Keynote Session: Approaches to Achieving Realtime Ingestion and Analysis of Security Events
Today’s enterprise architectures can often be composed of a myriad of heterogeneous devices. Bring-Your-Own-Device policies, vendor diversification, and the transition to the cloud all contribute to a sprawling infrastructure whose complexity and scale can only be addressed by using modern distributed data processing systems. In this session, we describe the system that Capital One has built to collect, clean, and analyze the security-related events occurring within its digital infrastructure.
Raw data from each component is collected and pre-processed using Apache NiFi flows. This raw data is then written into an Apache Kafka cluster, which serves as the primary communications backbone of our platform. The raw data is then parsed, cleaned, and enriched in realtime via Apache Metron and Apache Storm.
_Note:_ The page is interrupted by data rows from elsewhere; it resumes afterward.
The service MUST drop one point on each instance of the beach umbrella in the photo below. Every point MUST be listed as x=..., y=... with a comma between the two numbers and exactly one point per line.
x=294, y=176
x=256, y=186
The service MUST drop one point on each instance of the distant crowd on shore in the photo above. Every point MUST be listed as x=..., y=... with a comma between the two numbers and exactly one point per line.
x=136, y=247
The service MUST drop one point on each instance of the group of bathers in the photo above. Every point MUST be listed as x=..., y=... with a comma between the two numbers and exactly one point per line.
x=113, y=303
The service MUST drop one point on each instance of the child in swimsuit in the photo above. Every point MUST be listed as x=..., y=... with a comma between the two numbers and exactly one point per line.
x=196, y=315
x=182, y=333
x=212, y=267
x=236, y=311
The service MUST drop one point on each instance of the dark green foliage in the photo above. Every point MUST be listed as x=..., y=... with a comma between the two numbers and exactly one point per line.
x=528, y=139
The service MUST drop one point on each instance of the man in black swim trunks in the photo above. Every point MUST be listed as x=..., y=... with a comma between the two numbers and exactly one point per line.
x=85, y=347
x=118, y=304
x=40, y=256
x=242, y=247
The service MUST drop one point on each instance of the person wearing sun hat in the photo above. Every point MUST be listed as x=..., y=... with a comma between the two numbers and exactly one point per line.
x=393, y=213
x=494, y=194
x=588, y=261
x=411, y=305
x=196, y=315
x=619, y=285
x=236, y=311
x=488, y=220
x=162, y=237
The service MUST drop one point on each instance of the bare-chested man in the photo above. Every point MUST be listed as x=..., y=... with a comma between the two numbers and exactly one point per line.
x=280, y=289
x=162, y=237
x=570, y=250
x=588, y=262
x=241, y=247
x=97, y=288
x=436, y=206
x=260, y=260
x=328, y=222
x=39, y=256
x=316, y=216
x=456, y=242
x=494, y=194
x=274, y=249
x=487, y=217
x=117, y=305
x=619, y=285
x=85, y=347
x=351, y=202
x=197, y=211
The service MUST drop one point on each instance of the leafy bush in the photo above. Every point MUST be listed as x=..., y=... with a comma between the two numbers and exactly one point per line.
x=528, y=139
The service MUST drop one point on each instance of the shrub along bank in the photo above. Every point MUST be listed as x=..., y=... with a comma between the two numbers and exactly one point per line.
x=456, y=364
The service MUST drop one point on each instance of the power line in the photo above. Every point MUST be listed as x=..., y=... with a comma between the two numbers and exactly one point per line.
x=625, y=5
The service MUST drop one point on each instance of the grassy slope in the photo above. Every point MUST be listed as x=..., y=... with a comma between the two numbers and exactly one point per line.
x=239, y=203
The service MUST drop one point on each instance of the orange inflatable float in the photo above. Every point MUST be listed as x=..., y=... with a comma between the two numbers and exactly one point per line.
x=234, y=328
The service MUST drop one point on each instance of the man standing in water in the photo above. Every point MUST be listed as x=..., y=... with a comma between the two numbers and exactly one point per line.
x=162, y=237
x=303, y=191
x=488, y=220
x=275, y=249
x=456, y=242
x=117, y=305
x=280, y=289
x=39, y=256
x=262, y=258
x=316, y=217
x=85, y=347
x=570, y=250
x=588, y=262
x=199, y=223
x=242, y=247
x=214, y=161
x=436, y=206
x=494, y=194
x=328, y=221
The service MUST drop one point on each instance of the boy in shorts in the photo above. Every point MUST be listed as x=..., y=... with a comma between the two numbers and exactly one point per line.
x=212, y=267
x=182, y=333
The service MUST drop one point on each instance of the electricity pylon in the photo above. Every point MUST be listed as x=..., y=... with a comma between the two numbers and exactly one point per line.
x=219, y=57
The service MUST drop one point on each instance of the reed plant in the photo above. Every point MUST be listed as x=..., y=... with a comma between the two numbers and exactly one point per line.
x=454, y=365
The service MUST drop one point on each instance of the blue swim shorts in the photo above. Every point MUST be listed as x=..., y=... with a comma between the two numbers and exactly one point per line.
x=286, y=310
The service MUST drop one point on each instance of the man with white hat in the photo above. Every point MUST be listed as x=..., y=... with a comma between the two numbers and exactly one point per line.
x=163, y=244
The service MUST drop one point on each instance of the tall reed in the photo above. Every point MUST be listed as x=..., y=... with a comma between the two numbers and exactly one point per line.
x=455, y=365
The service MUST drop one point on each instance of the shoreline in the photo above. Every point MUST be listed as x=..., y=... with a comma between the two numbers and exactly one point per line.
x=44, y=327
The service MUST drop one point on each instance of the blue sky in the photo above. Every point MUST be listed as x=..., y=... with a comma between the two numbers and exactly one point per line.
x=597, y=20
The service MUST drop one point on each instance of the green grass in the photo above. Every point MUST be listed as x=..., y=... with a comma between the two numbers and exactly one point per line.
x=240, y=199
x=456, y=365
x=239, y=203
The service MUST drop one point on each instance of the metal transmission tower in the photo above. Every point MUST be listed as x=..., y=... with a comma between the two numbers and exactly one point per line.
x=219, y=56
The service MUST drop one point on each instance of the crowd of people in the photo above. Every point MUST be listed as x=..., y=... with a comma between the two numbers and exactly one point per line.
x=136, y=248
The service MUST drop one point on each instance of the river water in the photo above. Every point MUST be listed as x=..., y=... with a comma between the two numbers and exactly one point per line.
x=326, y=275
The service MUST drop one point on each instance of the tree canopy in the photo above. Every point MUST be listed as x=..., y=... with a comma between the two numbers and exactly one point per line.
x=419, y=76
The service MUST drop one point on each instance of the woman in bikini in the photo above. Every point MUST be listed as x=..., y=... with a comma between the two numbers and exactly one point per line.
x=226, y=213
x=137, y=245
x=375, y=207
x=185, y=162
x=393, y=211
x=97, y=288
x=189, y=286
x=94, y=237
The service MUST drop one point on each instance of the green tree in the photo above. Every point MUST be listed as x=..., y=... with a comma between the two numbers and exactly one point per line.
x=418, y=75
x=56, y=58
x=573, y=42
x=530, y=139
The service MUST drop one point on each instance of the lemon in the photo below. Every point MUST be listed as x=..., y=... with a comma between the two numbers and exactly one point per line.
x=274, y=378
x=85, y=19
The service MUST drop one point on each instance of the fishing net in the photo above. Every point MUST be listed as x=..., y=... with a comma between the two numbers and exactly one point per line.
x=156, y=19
This refined data is then ingested into ElasticSearch, allowing operations teams to detect and monitor events as they occur. The refined data is also transformed into the Apache ORC data format, and stored in Amazon S3, allowing data scientists to perform long-term, batch-based analysis.
We discuss the challenges involved with architecting and implementing this system include issues surrounding data quality, performance tuning, and the impact of additional financial regulations relating to data governance. Finally, we describe the result of our efforts and the value that our data platform brings to Capital One as a business.